5
   

(House Republicans) immediately pass bill to let (Rich People Cheat on Their Taxes).

 
 
Reply Sun 21 May, 2023 11:47 am
(House Republicans) immediately pass bill to let
(Rich People Cheat on Their Taxes).


Published Jan 10, 2023


 
hightor
 
  1  
Reply Sun 21 May, 2023 11:57 am
@Real Music,
And these are the people who complain so bitterly about deficits.
Real Music
 
  2  
Reply Sun 21 May, 2023 12:05 pm
@hightor,
1. The (Republican Party) continue to demonstrate their desire to eliminate all or nearly all taxes on the rich and wealthy.

2. The (Republican Party) continue to demonstrate their desire to eliminate any funding or government programs that helps the poor, the middle class, and everyday Americans.

3. The (Republican Party) basically tells the (rich and wealthy)
"don't worry we will make sure that you are taken care of"

4. The (Republican Party) basically tells (the poor, the middle class, and everyday Americans) to go Eff themselves.
0 Replies
 
Brandon9000
 
  -2  
Reply Mon 22 May, 2023 07:32 am
@Real Music,
If you think you'll accomplish something with the standard attempt to misrepresent our motives, more power to you. Frankly, you'll just keep the dialog at the pitiful level it's been at. Have fun.
bobsal u1553115
 
  3  
Reply Mon 22 May, 2023 04:16 pm
@Brandon9000,
Sounds like nah-nah-nah to me. What did he get wrong?
Real Music
 
  3  
Reply Mon 22 May, 2023 07:49 pm
@Brandon9000,
Quote:
Have fun.

Okay, I will.
0 Replies
 
Brandon9000
 
  -4  
Reply Tue 23 May, 2023 12:30 pm
@bobsal u1553115,
Our motive isn't to allow rich people to cheat. That's absurd. Out motive is being disturbed by the immense new number of agents hired which we believe will be used to pursue frivolous tax issues with conservatives as a form of political warfare.

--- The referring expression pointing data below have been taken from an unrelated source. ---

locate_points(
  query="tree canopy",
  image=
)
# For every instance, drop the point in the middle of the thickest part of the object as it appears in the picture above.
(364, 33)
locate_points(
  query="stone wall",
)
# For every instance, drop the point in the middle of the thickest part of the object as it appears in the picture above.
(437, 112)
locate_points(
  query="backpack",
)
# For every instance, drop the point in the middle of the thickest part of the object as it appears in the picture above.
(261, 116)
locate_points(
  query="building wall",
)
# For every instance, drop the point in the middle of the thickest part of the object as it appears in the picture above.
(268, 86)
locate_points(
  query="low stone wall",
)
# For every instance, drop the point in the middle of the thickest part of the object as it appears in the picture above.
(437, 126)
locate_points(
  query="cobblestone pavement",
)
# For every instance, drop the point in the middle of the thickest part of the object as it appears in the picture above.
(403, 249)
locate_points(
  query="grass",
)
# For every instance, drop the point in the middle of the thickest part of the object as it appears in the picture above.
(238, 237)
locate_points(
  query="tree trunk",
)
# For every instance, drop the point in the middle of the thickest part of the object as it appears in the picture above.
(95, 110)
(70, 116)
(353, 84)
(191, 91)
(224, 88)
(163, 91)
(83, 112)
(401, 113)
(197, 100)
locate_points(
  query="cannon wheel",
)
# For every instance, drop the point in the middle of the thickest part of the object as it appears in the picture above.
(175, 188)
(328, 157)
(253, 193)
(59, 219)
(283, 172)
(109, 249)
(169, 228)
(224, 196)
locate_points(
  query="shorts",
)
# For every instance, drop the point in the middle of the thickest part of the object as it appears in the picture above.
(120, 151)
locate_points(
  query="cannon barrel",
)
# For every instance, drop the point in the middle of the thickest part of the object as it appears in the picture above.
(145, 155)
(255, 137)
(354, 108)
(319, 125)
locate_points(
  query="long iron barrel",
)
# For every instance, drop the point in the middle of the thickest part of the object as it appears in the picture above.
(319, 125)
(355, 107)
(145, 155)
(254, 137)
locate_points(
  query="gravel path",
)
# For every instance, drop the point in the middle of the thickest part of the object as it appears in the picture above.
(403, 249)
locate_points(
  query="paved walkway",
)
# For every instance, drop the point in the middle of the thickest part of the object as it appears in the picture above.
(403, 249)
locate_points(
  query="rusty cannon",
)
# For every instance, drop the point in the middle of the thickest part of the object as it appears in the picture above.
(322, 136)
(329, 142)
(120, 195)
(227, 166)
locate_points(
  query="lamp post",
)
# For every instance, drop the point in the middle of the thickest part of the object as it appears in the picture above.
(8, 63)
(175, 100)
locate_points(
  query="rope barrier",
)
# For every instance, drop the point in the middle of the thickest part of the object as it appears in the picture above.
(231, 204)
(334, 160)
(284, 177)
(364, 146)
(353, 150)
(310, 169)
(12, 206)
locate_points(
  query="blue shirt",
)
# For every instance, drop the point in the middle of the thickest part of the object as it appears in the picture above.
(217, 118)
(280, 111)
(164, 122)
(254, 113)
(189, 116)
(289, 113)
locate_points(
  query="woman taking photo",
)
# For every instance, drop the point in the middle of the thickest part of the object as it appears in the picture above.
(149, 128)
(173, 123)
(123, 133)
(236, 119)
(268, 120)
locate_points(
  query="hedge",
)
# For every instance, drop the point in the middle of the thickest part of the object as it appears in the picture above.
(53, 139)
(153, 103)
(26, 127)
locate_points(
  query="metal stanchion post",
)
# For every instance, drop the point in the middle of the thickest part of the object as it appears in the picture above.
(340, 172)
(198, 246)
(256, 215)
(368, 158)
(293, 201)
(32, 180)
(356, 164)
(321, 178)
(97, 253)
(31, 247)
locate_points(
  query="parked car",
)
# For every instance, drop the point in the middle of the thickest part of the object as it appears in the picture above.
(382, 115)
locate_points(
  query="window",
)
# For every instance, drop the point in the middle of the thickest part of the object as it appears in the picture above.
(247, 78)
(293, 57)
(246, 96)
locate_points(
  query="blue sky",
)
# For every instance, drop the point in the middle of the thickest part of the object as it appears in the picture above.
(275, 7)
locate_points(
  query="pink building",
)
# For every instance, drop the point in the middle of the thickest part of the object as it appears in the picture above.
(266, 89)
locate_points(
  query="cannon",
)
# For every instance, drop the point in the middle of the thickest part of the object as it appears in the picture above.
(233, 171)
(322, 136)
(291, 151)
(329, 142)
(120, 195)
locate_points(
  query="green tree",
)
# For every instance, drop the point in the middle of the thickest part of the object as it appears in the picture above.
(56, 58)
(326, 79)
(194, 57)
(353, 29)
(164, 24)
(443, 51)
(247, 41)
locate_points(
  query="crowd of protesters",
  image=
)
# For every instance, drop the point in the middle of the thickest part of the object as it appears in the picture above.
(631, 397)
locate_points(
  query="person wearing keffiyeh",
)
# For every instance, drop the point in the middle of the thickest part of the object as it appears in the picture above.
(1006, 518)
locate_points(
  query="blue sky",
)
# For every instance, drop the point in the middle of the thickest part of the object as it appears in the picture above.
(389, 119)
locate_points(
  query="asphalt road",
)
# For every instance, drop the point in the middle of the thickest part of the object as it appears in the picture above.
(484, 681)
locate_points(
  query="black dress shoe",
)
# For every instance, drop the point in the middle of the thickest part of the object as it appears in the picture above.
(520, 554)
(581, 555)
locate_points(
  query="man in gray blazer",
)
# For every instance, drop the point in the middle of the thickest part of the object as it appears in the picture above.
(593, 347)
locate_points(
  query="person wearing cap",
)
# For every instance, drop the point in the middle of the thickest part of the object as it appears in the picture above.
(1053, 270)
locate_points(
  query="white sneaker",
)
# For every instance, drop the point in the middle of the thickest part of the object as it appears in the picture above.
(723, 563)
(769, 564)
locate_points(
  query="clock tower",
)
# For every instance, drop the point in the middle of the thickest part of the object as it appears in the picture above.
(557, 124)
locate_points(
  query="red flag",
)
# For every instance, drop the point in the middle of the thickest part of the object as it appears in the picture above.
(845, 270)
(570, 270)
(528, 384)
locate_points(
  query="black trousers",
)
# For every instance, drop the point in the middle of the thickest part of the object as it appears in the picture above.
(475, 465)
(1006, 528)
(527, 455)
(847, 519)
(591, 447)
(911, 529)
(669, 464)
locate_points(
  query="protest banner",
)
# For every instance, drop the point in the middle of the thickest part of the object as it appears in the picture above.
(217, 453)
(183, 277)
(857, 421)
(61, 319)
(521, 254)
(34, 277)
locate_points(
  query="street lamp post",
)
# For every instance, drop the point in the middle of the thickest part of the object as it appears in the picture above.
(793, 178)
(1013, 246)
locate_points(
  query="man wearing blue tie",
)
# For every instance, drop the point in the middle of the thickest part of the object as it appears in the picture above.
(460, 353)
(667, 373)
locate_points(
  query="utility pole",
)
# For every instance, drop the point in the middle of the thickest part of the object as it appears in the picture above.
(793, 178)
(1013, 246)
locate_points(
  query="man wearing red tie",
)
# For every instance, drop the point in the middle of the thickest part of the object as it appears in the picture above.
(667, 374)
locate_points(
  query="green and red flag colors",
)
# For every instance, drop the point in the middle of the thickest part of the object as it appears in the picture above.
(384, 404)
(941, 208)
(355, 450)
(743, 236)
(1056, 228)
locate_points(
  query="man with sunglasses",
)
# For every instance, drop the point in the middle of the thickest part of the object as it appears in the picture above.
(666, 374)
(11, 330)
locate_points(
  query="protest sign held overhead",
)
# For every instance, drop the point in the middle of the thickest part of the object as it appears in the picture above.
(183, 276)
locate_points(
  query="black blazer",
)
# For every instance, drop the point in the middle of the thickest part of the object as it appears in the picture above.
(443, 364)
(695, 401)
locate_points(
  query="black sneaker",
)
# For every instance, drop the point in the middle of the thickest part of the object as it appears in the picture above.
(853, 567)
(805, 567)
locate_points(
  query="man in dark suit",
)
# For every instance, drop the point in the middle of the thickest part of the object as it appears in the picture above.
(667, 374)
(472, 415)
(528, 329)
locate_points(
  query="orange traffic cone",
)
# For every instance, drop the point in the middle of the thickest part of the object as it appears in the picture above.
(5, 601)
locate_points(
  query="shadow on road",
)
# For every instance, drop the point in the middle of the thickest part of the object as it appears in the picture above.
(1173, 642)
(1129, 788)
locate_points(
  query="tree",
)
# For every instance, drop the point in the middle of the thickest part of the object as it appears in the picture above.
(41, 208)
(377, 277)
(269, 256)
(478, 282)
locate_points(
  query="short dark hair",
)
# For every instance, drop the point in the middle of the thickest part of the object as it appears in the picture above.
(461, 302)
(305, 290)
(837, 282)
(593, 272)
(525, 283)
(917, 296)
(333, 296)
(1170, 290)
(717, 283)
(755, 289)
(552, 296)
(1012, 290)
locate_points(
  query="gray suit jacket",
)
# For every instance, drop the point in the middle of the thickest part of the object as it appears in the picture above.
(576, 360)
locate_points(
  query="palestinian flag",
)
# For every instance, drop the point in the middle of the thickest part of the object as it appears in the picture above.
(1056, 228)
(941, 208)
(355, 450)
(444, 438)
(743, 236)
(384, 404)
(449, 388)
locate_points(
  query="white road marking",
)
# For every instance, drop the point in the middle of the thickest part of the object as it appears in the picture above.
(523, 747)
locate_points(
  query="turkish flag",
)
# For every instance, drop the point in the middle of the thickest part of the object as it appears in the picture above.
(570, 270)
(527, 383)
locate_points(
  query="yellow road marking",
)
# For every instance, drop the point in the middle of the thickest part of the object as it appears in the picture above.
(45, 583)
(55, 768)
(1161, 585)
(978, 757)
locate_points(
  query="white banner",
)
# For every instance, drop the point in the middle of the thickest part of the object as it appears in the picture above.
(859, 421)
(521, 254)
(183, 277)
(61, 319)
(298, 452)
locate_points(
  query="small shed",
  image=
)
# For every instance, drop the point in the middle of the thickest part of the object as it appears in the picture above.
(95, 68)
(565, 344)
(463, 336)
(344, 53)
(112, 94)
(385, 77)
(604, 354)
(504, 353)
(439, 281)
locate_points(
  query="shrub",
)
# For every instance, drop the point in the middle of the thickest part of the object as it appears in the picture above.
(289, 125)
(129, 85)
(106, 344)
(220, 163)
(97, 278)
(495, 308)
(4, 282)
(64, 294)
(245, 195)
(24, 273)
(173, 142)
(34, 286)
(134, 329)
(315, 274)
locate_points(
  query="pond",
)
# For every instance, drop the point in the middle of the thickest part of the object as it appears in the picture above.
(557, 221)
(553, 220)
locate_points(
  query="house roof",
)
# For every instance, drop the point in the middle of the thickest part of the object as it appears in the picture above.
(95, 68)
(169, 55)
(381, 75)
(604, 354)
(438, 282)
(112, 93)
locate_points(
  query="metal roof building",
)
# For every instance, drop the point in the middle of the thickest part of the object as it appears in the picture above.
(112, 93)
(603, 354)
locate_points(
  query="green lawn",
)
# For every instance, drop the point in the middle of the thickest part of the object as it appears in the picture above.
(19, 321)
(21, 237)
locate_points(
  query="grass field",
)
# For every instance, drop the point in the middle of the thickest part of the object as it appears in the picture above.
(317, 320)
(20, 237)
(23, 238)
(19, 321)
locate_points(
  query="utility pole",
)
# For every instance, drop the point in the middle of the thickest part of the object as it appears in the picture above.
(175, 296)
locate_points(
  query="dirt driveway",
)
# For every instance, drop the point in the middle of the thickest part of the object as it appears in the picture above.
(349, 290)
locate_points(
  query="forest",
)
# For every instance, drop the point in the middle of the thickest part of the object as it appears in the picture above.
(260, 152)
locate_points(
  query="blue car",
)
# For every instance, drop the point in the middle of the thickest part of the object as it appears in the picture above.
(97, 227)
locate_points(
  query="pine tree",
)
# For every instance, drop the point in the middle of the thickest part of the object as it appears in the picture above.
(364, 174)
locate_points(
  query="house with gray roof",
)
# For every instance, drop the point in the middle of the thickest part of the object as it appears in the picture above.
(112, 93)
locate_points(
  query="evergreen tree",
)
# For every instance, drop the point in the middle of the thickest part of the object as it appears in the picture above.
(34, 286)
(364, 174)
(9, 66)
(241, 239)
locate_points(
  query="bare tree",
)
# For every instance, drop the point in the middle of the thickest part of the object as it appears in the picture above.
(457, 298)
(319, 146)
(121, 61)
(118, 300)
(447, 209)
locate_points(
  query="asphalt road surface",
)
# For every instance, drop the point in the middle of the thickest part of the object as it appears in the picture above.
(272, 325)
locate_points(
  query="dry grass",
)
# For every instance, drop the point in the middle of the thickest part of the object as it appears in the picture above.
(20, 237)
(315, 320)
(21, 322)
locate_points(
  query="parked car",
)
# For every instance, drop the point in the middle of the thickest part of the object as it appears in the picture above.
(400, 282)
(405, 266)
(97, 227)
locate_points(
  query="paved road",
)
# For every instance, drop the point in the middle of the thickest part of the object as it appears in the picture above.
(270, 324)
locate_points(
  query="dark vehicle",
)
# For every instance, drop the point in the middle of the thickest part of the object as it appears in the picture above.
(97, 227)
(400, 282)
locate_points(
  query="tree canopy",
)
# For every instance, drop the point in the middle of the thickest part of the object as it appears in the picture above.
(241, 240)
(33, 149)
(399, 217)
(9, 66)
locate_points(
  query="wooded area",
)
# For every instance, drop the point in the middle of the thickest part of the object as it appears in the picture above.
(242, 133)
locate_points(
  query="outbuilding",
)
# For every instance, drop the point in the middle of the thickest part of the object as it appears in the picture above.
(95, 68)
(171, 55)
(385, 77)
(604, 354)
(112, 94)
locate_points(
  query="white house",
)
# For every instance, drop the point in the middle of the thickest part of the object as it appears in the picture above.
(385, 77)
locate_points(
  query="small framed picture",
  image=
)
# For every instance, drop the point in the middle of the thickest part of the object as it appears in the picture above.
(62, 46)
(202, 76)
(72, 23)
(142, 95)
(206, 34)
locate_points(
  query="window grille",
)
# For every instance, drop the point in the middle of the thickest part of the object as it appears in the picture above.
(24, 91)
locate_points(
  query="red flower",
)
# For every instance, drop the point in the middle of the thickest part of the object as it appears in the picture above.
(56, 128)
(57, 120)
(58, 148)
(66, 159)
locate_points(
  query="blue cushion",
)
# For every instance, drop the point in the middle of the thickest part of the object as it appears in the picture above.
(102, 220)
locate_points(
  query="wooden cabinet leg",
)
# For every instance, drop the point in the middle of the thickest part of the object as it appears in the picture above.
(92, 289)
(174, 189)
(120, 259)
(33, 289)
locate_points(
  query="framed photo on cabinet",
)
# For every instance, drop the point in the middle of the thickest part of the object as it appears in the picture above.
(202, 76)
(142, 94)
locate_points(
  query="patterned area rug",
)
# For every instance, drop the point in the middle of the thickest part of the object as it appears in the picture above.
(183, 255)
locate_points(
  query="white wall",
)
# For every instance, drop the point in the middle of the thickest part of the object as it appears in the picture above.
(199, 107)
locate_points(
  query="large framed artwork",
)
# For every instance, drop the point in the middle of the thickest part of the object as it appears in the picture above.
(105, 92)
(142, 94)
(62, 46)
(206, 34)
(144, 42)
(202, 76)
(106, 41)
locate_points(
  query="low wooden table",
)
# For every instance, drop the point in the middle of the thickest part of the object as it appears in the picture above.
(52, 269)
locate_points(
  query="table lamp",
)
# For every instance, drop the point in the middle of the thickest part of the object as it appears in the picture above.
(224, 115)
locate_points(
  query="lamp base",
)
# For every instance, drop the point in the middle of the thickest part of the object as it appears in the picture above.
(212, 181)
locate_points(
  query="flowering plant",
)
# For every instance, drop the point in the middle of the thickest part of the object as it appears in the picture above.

Go ahead and keep presenting it that our motive is to let rich people cheat, but it's just the kind of ridiculous, simplistic accusation you make whenever we disagree and it would, on the whole, be better to state our position accurately.
neptuneblue
 
  4  
Reply Tue 23 May, 2023 01:26 pm
@Brandon9000,
The hiring of more federal tax agents is needed to audit the complex and lengthy returns the rich submit to the IRS. Various schedules and deductions are time consuming to audit. That's why the low-hanging fruit (simple tax returns of the middle class) have been audited with laser precision, although the amount of cheating is fairly low compared to the rich.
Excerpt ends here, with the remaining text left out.